Iowa Senate committee approves one-time tax increase on certain health insurance plans
March 12th, 2026 by Ric Hanson
DES MOINES, Iowa (IOWA CAPITAL DISPATCH) – The Iowa Senate Ways and Means Committee advanced a measure Wednesday that would impose a one-time tax increase of $173 million on health maintenance organizations (HMOs) in order to address budget shortfalls in Iowa Medicaid.
Senate File 2464, approved 10-6 by the committee, would increase the taxes on HMOs, a type of Medicaid Advantage plan offered by private companies for health care through a specified network, from the current rate of 0.925% of premiums to 3.5% between Jan. 1 and Sept. 30 this year. On Oct. 1, the tax would decrease to 0.95%.
In addition to the tax increase, which lawmakers estimated would provide the state $173 million in one-time funds and $61 million in the years following, the bill also would route $70.3 million from the state General Fund to the Iowa Department of Health and Human Services for the state’s Medicaid program.
The “One Big Beautiful Bill” Act approved by President Donald Trump and Republicans in Congress caps premium tax rates at 3.5%, a threshold Iowa is “well under” due to the Centers for Medicare and Medicaid Services’ requirements on premium taxes. But CMS, in discussions with Iowa HHS, “has provided the opportunity to review the state’s request to temporarily increase the premium tax,” according to Sen. Jesse Green, R-Harcourt.
Under the measure, 85% of the increased taxes would be paid by Managed Care Organizations, or MCOs, the private entities overseeing much of the state’s Medicaid coverage — Amerigroup Iowa, Inc., Iowa Total Care and Molina Healthcare of Iowa — and 15% by other HMO plans.
But private health insurance providers have rallied against the proposal, saying the measure would result in major increases in health care costs. Matt McKinney with the Federation of Iowa Insurers said the proposal would result in a 238% tax hike for health insurance costs. Advocates representing private insurance companies like Wellmark Blue Cross and Blue Shield said the measure would retroactively increase taxes from $11.5 million to $61.7 million in the current year for Iowans covered through the Wellmark Health Plan of Iowa.
Democrats said the measure will result in higher health care costs for Iowans, as these insurance companies shift those costs onto Iowans. Sen. Janet Petersen, D-Des Moines, said she opposed the bill in the subcommittee and committee meetings because it would result in a tax increase for Iowans who receive health insurance through the Affordable Care Act and those who receive private health insurance through the small individual market, for small businesses and other entities.
There are other changes included in the measure aimed at allowing lawmakers to address budget shortfalls. The bill would transfer $296.2 million from the Iowa Taxpayer Relief Fund to make up for funds lost through tax cuts included in the tax and spending bill signed into law by President Donald Trump in July 2025. It would also remove the current 50% limit on how much money can be taken from the Taxpayer Relief Fund to address the difference between state appropriations and revenues.

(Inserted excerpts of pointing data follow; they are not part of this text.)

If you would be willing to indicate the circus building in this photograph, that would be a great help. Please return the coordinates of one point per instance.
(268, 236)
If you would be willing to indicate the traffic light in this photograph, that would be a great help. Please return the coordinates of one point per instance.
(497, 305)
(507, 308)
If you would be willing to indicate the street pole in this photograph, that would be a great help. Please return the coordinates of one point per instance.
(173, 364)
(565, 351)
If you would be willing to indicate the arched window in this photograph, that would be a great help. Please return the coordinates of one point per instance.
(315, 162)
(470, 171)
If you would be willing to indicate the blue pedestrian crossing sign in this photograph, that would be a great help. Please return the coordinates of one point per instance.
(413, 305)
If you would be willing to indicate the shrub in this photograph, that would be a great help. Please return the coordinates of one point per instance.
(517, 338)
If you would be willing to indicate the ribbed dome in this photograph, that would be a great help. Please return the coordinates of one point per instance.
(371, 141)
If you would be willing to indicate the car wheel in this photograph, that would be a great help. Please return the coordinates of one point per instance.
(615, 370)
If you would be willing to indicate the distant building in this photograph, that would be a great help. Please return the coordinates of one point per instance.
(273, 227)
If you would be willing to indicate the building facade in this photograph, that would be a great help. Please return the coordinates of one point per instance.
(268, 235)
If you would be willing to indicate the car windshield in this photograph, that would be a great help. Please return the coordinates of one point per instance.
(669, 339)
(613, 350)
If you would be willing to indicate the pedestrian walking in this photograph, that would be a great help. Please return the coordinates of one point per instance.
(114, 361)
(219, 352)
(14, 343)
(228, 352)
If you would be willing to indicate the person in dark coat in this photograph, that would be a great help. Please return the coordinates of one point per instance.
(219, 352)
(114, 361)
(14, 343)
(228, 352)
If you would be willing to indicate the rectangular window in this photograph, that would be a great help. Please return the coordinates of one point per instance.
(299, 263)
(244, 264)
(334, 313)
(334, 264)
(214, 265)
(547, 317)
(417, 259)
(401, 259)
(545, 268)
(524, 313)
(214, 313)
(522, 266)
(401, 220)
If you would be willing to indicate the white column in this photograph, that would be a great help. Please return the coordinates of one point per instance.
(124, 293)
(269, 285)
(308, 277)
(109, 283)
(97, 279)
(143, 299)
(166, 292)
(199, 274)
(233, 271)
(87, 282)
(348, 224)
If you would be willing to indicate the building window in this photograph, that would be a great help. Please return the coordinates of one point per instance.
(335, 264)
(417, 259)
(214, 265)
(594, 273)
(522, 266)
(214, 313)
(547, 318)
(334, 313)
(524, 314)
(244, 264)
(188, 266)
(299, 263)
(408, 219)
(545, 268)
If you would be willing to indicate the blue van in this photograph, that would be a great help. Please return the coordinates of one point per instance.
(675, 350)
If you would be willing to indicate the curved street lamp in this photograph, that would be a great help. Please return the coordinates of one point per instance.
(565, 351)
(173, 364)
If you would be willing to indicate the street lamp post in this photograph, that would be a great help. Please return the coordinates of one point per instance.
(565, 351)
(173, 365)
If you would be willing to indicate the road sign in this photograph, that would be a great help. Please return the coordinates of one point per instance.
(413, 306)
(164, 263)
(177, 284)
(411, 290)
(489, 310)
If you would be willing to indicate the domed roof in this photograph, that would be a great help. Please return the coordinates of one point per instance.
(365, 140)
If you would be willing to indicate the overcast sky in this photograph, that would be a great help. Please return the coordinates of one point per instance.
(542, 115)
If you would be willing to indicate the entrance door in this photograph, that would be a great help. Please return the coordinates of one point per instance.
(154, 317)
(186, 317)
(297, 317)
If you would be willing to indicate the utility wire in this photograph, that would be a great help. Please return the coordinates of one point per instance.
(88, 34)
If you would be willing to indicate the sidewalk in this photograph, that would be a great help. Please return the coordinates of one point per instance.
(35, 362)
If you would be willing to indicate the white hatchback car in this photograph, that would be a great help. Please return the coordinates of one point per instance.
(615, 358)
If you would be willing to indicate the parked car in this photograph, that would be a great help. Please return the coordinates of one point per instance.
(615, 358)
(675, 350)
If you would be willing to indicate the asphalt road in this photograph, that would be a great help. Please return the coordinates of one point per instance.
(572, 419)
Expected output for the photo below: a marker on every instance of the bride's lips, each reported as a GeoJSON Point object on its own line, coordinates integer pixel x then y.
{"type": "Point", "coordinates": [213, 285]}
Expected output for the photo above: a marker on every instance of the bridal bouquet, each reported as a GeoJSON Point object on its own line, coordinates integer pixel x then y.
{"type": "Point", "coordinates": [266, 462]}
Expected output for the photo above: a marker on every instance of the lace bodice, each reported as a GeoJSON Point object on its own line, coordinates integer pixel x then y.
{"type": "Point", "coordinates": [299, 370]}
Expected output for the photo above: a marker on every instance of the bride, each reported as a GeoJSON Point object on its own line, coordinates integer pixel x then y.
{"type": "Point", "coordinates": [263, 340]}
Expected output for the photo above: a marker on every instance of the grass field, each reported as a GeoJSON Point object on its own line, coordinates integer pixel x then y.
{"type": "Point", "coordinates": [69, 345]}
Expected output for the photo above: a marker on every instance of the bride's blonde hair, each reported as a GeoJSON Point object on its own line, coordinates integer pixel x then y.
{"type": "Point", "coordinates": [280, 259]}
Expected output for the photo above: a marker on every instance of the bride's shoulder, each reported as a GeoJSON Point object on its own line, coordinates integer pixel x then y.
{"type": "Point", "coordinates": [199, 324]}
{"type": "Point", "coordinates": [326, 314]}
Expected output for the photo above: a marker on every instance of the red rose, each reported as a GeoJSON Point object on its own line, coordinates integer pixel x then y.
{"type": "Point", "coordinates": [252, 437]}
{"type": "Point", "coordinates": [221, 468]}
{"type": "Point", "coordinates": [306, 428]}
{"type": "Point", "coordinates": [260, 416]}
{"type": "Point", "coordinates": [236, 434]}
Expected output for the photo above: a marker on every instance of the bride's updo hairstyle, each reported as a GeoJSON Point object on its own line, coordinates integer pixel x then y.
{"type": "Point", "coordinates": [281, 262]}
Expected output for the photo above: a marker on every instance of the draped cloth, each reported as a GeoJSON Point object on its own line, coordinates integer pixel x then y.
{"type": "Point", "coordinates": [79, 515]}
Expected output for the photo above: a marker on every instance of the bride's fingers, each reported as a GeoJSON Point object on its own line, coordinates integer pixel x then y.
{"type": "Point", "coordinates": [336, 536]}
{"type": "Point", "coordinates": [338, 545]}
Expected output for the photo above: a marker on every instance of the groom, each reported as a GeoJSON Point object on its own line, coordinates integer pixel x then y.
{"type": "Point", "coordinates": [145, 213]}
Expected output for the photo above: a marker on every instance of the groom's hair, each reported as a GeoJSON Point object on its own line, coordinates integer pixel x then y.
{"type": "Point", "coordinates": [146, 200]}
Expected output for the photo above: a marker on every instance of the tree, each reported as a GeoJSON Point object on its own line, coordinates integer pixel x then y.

The measure would remove the cap entirely in the current fiscal year, then move to a 75% cap in fiscal year 2027, and then return to the 50% cap in FY 2028. Petersen said the impact of the tax and spending bill approved by Republicans in Congress, including Iowa’s federal delegation, “is actually gonna be growing.” She said she had “concerns” about making up for the budget shortfalls by “front-loading” costs through the Taxpayer Relief Fund.
Green responded by saying that the Taxpayer Relief Fund transfer is needed because “some of the changes with the Big, Beautiful Bill (weren’t) realized at the time,” and change is needed “in order to make sure that Iowans benefit from those changes” in the federal law.
The House advanced a companion bill, House Study Bill 762, through a subcommittee today (Thursday).